A transaction will be classed as share-based compensation where the Company receives services from employees and pays for these in shares or similar equity instruments. If the Company incurs a liability based on the price or value of the shares, this will also fall under a share-based transaction. The Company recognises the retained earnings impact of the share-based compensation for the Group as awards are settled in ITV plc shares. The cost of providing those awards is recognised as a cost of investment to the subsidiaries that receive the service from employees.

The fair value of the equity instrument granted is measured at grant date and spread over the vesting period via a charge to the Income Statement with a corresponding increase in equity. The fair value of the share options and awards is measured using either market price at grant date or, forthe SAYE scheme, a Black-Scholes model, taking into account the terms and conditions of the individual scheme.

Vesting conditions are limited to service conditions and performance conditions. For performance-based schemes, the relevant performance measures are projected to the end of the performance period in order to determine the number of options expected to vest. The estimate is then used to determine the option fair value, discounted to present value.

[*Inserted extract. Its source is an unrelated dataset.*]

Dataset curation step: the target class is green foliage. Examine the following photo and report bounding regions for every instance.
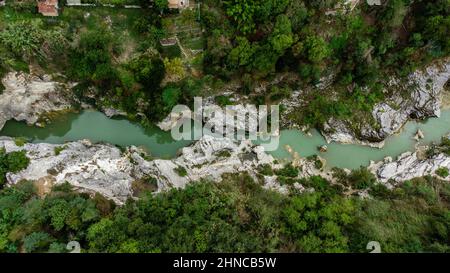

The Company revises its estimates of the number of options that are expected to vest, including an estimate of forfeitures at each reporting date. The impact of the revision to original estimates, if any, is recognised in the Income Statement, with a corresponding adjustment to equity.

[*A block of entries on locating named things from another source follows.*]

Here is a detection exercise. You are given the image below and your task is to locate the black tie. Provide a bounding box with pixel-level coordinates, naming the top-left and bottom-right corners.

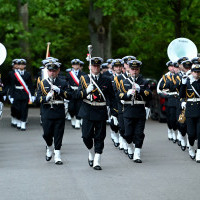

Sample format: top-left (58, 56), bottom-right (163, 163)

top-left (94, 76), bottom-right (97, 83)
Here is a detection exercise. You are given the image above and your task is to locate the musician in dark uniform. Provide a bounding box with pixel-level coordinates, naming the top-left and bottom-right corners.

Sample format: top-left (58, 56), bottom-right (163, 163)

top-left (37, 62), bottom-right (72, 165)
top-left (157, 61), bottom-right (178, 143)
top-left (10, 59), bottom-right (35, 131)
top-left (103, 58), bottom-right (113, 76)
top-left (180, 58), bottom-right (200, 163)
top-left (119, 60), bottom-right (152, 163)
top-left (66, 59), bottom-right (85, 129)
top-left (114, 56), bottom-right (136, 154)
top-left (100, 63), bottom-right (108, 74)
top-left (80, 60), bottom-right (84, 72)
top-left (171, 57), bottom-right (192, 151)
top-left (110, 59), bottom-right (123, 147)
top-left (77, 57), bottom-right (118, 170)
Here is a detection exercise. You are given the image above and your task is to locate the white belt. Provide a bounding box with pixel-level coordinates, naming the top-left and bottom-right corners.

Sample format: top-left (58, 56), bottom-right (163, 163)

top-left (15, 86), bottom-right (24, 90)
top-left (121, 100), bottom-right (146, 105)
top-left (187, 98), bottom-right (200, 102)
top-left (45, 100), bottom-right (64, 104)
top-left (83, 99), bottom-right (106, 106)
top-left (167, 92), bottom-right (178, 95)
top-left (71, 86), bottom-right (78, 90)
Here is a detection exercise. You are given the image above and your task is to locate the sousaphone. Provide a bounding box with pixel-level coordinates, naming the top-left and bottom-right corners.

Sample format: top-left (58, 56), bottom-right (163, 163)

top-left (167, 38), bottom-right (198, 62)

Exercises of share options granted to employees can be satisfied by market purchase or issue of new shares. No new shares may be issued to satisfy exercises under the terms of the DSA.

During the year, all exercises were satisfied by using shares held in the ITV Employees' Benefit Trust. The Trust is accounted for as a separate entity and therefore is only accounted for in the consolidated ITV financial information.

Dividends to shareholders

Dividends payable to shareholders are recognised through equity on the earlier of their approval by the Company's shareholders or their payment. Dividends are distributed based on the realised distributable reserves (within retained earnings) of ITV plc (Company) and not based on the Group's retained earnings.

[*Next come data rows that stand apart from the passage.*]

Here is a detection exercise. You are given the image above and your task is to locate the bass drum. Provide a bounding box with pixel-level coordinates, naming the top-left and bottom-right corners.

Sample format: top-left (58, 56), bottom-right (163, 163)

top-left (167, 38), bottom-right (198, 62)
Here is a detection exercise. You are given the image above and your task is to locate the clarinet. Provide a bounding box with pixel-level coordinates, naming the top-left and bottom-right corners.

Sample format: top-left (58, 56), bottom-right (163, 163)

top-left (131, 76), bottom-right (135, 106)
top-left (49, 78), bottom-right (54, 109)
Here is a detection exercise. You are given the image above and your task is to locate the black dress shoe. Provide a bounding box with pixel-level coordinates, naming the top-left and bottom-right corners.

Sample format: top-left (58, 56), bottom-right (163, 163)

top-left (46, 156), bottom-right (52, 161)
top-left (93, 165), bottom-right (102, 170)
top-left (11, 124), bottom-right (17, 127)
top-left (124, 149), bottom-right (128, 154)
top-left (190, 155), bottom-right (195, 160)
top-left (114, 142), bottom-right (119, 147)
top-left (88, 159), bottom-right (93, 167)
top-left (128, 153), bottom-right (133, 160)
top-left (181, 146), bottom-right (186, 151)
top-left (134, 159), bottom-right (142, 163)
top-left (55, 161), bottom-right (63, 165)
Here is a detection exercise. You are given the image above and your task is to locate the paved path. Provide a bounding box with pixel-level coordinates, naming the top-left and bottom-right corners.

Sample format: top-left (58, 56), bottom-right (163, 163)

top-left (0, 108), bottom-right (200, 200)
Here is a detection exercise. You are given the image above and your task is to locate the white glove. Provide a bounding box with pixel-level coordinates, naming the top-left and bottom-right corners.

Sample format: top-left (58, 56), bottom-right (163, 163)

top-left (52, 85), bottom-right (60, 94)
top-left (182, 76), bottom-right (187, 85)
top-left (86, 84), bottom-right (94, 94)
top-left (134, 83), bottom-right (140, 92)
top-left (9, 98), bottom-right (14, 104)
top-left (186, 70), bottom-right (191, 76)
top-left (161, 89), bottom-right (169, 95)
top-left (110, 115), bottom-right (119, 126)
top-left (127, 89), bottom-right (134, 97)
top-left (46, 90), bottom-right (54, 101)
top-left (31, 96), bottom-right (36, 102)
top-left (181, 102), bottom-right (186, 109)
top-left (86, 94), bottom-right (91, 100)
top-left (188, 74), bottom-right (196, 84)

Note ii Employees and share-based compensation

Employees

Two (2024: two) Directors of ITV plc (i.e. the Executive Directors) were employees of the Company during the year, both of whom remain employed at the year end. The costs relating to these Directors are disclosed in the Remuneration Report.

Share-based compensation

The weighted average share price of share options exercised during the year was 56.4 pence (2024: 49.4 pence) (excluding nil priced share options). The options outstanding at the year end have an exercise price in the range of nil to 71.55 pence (2024: nil to 105.98 pence) and a weighted average contractual life of one year (2024: one year) for all the schemes in place for the Group.

Note iii Investments in subsidiary undertakings

The carrying value of the Company's investments in subsidiary undertakings at 31 December 2025 was £1,497 million (2024: £3,238 million).

The carrying value of the Company's investments in subsidiary undertakings is assessed for impairment on an annual basis. See note (i) for the accounting policy on the calculation of the recoverable amount.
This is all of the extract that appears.